La vicenda di Mason dla Blona poté risolversi dunque con la collaborazione dei due Stati, ma Roma rimaneva diffidente verso la Repubblica e timorosa sempre per quel ruolo di enclave che volente o nolente svolgeva. Approfittò dunque di un dissidio tra le autorità sammarinesi ed il loro commissario della legge Blasi per intervenire e mettere sotto assedio il territorio sammarinese. In pratica il governo sammarinese aveva ritenuto Blasi fazioso e parziale per alcuni processi da lui imbastiti e pilotati in malo modo; lo aveva perciò fatto arrestare. Costui subito si era rivolto a Roma per chiedere protezione, adducendo di godere di certi privilegi presso la Santa Sede. In effetti lo Stato Pontificio cercò di aiutarlo immediatamente invitando i governanti sammarinesi a liberarlo.
Dopo parecchi attriti e polemiche, San Marino si decise di rilasciare Blasi nel giugno del 1786, tuttavia le polemiche divamparono ancora, soprattutto perché la Repubblica voleva essere trattata da Stato sovrano ed indipendente, con pieni poteri deliberativi, mentre il cardinale Valenti Gonzaga, continuando una logica politica che sempre aveva caratterizzato le autorità della Santa Sede, la considerava una porzione territoriale dello Stato della Chiesa che godeva solo di qualche beneficio concesso dai pontefici nel corso del tempo, ma comunque sottomesso alle volontà di Roma.
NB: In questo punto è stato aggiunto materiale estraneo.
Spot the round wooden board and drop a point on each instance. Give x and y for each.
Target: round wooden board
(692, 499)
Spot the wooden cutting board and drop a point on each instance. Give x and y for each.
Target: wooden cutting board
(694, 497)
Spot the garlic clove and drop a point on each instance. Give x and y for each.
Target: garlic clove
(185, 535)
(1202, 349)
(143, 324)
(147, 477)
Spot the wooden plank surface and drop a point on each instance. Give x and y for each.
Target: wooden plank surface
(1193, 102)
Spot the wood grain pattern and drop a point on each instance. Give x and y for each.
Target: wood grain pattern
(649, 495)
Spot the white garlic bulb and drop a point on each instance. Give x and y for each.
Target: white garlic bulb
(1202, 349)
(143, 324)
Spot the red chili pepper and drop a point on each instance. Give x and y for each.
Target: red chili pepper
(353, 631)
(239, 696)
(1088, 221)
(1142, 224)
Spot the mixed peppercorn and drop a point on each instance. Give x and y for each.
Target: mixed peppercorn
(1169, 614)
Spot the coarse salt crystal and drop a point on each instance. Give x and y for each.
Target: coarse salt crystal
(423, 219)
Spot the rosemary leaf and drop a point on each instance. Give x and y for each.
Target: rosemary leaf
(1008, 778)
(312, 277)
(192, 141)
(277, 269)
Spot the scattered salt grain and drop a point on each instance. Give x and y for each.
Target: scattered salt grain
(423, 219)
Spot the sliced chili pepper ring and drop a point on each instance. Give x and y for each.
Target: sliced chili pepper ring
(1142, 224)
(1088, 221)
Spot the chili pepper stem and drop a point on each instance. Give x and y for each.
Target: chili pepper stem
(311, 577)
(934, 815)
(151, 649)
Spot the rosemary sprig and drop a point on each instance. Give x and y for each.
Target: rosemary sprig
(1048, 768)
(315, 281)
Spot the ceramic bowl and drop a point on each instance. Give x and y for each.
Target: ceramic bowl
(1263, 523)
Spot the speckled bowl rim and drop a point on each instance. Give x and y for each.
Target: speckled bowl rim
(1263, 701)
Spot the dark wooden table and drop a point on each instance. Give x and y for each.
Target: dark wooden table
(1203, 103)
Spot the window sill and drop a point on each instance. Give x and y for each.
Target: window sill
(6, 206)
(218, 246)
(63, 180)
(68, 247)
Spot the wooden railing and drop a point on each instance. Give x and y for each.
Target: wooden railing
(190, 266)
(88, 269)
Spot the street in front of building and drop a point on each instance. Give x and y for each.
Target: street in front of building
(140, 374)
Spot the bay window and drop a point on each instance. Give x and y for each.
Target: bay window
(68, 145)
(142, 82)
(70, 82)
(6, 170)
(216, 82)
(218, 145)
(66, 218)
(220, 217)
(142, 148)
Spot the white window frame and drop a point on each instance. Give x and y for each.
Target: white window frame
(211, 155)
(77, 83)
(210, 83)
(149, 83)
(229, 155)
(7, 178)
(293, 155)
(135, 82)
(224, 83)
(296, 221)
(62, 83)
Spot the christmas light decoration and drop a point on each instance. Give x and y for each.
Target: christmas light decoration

Nell'estate dei 1786 i contrasti giunsero all'apice: le truppe pontificie bloccarono i confini della Repubblica impedendole d’importare ed esportare qualunque genere di mercanzia. Il blocco durò diversi mesi; solo nel mese di dicembre iniziò ad attenuarsi, più che altro perché il cardinale Valenti Gonzaga nel frattempo era stato rimosso dal suo incarico e sostituito dal cardinale Vitale Colonna, certamente più conciliante del suo predecessore verso la Repubblica. In effetti entro il mese di febbraio ogni conseguenza del grave contrasto scomparve, e San Marino poté ritornare per qualche anno alla sua vita di sempre.